Let's try to think this koan through -- to the stupor and beyond. First, if you're not a mystery to yourself, either you're not trying or you're a bit thick. No offense, because if you fall into the latter category, you're not reading this blog anyway, trolls excepted.
Most words function as "containers" for a "contained": the word "dog," for example, contains the essence of "doginess," and even babies know how to do this (albeit implicitly).
But some words attempt to contain what cannot be contained; their content cannot be "tamed," so to speak, the word "God" being the quintessential case, for it can only pretend to circumscribe the Mystery.
Likewise "transcendence." As Voeglin says, it is more a directional pointer than a destination; it ultimately points to what he calls the Apeiron, the
Unlimited, indefinite, unbounded..., the "unlimited" source of all particular things. Because it transcends all limits, it is in principle undefinable (Webb).

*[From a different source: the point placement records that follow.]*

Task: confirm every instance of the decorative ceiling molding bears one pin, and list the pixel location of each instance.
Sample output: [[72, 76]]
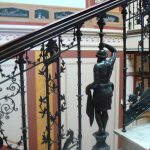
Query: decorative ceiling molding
[[90, 38]]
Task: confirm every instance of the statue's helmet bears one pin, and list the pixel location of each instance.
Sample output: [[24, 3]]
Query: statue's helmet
[[102, 54]]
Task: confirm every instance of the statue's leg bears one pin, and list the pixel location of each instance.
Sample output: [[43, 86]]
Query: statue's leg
[[98, 117], [104, 118]]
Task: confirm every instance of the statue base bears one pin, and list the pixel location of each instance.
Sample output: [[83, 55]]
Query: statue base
[[101, 144]]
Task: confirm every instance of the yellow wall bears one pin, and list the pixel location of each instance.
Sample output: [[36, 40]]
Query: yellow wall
[[40, 91]]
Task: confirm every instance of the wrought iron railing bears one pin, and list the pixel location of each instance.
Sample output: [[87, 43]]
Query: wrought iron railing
[[50, 39]]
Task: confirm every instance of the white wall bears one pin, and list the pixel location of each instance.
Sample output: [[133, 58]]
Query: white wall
[[63, 3]]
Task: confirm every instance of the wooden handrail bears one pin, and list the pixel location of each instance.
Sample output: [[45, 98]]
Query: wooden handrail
[[33, 39]]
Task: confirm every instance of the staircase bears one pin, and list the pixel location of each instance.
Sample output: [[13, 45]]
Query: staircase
[[49, 38]]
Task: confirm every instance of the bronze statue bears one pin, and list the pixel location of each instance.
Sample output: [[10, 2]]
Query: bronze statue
[[102, 88]]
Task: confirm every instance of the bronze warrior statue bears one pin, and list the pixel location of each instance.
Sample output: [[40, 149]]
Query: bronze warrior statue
[[102, 88]]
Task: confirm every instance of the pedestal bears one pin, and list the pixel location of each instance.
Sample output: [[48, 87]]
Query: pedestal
[[136, 137], [101, 144]]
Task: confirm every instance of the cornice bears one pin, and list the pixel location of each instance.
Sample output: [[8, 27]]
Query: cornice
[[90, 38]]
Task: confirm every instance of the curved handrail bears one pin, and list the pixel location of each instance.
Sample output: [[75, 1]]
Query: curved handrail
[[31, 40]]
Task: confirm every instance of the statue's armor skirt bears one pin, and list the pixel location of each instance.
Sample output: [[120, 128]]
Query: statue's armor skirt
[[102, 96]]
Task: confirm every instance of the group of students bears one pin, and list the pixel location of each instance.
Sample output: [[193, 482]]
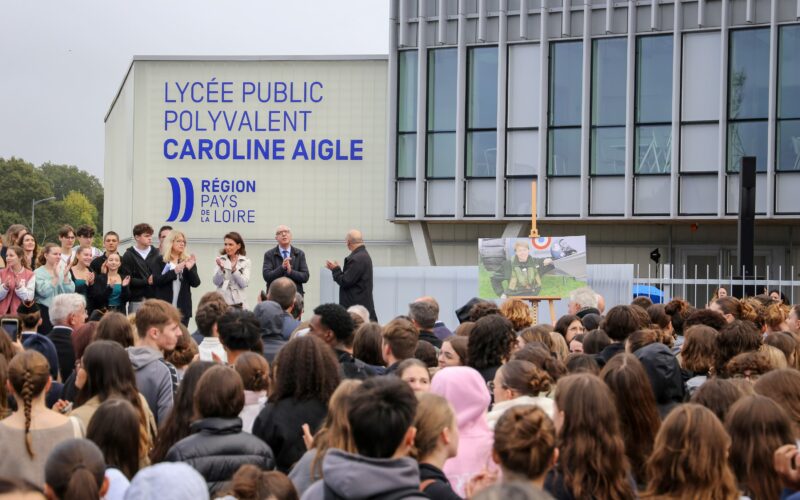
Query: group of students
[[641, 401], [108, 280]]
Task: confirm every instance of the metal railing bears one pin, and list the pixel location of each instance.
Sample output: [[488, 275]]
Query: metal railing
[[697, 284]]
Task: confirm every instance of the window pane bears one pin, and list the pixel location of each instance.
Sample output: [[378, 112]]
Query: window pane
[[699, 148], [407, 92], [748, 74], [482, 87], [523, 85], [608, 81], [522, 151], [700, 79], [566, 78], [653, 149], [407, 155], [654, 79], [608, 151], [789, 145], [564, 152], [441, 155], [442, 74], [481, 154], [789, 72], [747, 139]]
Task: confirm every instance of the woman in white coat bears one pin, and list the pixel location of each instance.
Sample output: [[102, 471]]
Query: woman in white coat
[[232, 274]]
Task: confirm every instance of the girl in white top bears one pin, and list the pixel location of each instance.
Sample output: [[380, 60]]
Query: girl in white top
[[517, 383], [233, 271], [254, 370]]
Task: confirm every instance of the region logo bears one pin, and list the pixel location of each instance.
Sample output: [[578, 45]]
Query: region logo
[[188, 194]]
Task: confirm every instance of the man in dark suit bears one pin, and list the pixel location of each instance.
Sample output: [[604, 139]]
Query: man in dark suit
[[285, 261], [68, 313], [355, 280]]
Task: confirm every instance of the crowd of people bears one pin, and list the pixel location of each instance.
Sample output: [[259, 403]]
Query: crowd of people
[[272, 402]]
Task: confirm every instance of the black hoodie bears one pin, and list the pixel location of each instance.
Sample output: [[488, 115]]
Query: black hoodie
[[665, 375]]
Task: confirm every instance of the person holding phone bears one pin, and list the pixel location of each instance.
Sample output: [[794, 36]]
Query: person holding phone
[[110, 290], [233, 271], [51, 279], [17, 284], [175, 274]]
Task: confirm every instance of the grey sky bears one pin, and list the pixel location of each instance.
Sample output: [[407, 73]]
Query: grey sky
[[62, 62]]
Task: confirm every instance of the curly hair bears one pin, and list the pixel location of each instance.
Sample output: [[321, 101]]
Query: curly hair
[[678, 310], [625, 375], [305, 368], [525, 378], [525, 441], [707, 317], [689, 458], [735, 338], [338, 320], [699, 349], [490, 342], [517, 312], [176, 425], [481, 309], [757, 426], [592, 457]]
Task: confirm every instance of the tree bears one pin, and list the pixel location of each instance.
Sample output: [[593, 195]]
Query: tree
[[77, 210], [66, 178]]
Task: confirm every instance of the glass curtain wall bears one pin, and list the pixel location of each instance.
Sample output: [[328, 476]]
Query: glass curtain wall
[[653, 138], [748, 97], [788, 133], [407, 115], [482, 112], [564, 111], [441, 119], [609, 66]]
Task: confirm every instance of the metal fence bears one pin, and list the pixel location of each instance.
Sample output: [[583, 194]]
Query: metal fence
[[697, 284]]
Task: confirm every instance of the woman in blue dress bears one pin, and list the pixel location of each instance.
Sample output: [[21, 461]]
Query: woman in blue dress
[[110, 291]]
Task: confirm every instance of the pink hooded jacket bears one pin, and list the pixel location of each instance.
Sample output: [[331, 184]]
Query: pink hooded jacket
[[466, 390]]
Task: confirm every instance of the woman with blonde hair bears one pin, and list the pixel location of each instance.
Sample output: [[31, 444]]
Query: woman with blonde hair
[[232, 274], [175, 274], [334, 433], [436, 442], [690, 458], [51, 280], [518, 313], [31, 250]]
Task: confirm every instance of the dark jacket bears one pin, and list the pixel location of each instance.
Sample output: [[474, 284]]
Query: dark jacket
[[356, 477], [162, 282], [139, 270], [61, 336], [270, 316], [217, 448], [355, 281], [431, 338], [441, 331], [434, 483], [273, 267], [609, 352], [100, 292], [665, 375], [280, 425], [351, 367]]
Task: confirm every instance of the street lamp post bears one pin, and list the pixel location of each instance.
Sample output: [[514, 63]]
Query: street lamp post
[[33, 208]]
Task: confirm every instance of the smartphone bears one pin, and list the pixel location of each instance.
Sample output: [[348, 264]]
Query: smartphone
[[11, 326]]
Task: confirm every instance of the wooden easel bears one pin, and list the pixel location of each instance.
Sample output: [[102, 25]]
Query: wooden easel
[[534, 301]]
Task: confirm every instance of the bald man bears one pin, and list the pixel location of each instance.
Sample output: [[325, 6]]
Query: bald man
[[355, 280], [285, 261]]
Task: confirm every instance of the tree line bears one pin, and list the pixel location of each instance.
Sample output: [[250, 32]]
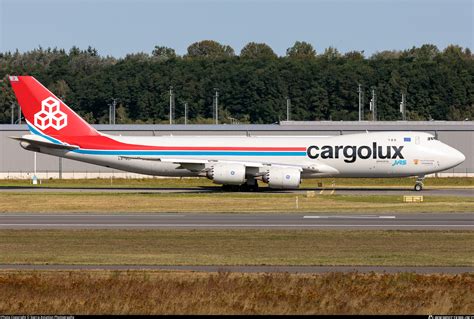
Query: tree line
[[253, 86]]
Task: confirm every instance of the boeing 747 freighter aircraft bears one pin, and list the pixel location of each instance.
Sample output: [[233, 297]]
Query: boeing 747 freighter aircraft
[[282, 162]]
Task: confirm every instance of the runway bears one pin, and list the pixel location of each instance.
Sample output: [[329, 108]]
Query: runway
[[464, 192], [249, 269], [406, 221]]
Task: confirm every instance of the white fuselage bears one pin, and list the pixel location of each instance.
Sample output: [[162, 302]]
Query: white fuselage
[[398, 154]]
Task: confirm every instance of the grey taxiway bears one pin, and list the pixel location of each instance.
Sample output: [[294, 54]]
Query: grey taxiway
[[406, 221]]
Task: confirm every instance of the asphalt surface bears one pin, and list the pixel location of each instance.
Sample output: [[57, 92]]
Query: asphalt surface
[[469, 192], [250, 269], [437, 221]]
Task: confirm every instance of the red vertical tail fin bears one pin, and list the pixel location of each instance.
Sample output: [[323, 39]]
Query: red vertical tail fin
[[45, 112]]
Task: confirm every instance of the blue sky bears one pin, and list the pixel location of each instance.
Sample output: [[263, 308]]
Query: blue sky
[[125, 26]]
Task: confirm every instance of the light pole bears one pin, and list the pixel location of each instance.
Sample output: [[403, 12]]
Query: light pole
[[216, 112], [403, 107], [288, 108], [171, 105], [112, 112], [373, 106], [13, 113], [185, 113]]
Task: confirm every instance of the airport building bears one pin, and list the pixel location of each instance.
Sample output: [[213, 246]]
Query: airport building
[[15, 162]]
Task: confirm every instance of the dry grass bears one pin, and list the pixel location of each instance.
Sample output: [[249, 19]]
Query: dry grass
[[224, 202], [238, 247], [196, 182], [137, 292]]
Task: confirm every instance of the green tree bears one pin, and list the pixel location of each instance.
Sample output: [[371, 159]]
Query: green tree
[[210, 49], [163, 53], [257, 50], [301, 49]]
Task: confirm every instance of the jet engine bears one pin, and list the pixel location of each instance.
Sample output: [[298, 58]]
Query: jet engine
[[227, 174], [282, 177]]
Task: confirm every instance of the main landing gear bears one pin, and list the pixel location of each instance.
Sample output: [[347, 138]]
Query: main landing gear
[[249, 186], [419, 183]]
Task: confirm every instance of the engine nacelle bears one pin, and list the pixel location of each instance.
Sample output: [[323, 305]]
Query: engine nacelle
[[283, 177], [227, 174]]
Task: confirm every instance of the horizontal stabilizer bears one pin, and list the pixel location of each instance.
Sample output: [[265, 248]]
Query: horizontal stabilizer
[[35, 141]]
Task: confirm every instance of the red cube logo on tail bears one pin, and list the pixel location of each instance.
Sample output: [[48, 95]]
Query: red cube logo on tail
[[50, 115]]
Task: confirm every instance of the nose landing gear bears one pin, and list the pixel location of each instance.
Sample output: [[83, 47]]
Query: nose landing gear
[[419, 183]]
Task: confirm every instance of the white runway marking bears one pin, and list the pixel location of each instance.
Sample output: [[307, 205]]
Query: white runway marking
[[223, 225]]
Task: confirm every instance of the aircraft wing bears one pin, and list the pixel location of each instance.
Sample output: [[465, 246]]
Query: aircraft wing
[[42, 142], [201, 164]]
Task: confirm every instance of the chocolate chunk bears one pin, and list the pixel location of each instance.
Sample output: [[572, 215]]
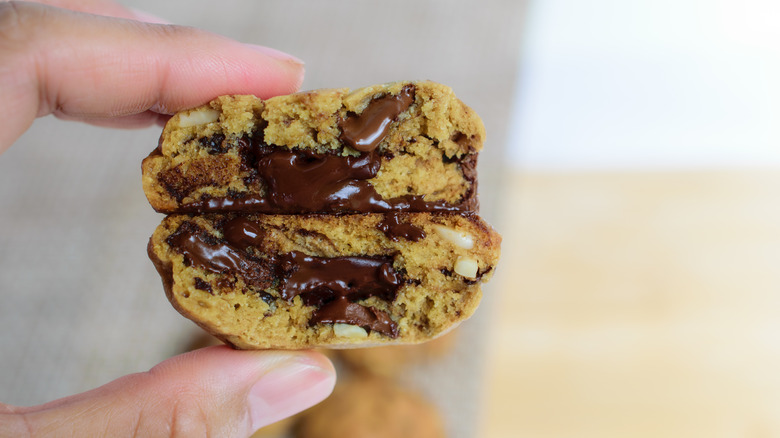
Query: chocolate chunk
[[364, 132], [320, 279], [306, 182], [202, 285], [205, 252], [214, 144], [343, 311], [394, 229]]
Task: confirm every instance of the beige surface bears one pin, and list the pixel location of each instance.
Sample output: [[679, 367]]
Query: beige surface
[[80, 302], [638, 304]]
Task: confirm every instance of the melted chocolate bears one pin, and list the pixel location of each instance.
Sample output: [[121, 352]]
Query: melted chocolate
[[242, 232], [395, 230], [365, 131], [305, 182], [343, 311], [319, 279], [203, 251], [330, 284]]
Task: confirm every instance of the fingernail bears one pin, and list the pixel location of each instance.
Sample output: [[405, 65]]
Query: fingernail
[[276, 54], [287, 389]]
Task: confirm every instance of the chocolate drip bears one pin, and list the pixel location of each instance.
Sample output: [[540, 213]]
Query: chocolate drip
[[309, 182], [330, 284], [305, 182], [320, 279], [365, 131], [242, 232], [343, 311], [207, 253], [395, 230]]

So it seems that human consciousness partakes of the Apeiron in the very sense described by Augustine, for it cannot contain itself, and (ortho)paradoxically is both itself and not itself.
Which is another way of saying that the part is in the whole and the whole in the part, even while the part cannot be the whole per se.
The first step to God is discovery of self, discovery of the self as a spiritual being that contains and transcends the material order (Louth).
Louth then quotes Pascal to the effect that
It is not in space that I should search for my dignity.... There is no advantage to me in the possession of land. As space, the universe encloses me and swallows me up like a little speck, [but] by thought I understand (or embrace) it.
So, in understanding the cosmos, thought embraces what embraces us. Louth continues: "though the self"
is a vast and wonderful thing, it is not God, nor does it contain God. And yet, in a way it touches God, it strains beyond itself to God....
For the mind longs for the truth, for reality, for true joy, joy that endures, that abides in the truth; in this is reaching beyond itself. Truth is not something that man possesses: it is like a light that shines in his mind and that he apprehends, even if only dimly (emphasis mine).
In this experience, we are "collected and bound up into unity within oneself, whereas we had been scattered abroad into multiplicity." About which I will have much more to say, and in fact, already said:
In the end, we are no longer a scattered, fragmented multiplicity in futile pursuit of an ever-receding unity, but a Unity that comprehends and transcends the multiplicity of the cosmos.
Thus "the end of our spiritual destiny is really an origin... a return to the beginning, a veritable re-ascent of time back to its non-temporal source."
We are Ones again back by oursoph before the beginning, before old nobodaddy committed wholly matterimany...
Yada yada. Suffice it to say that if you haven't perceived the the hologram to your private particle, it was probably just lost in the mail.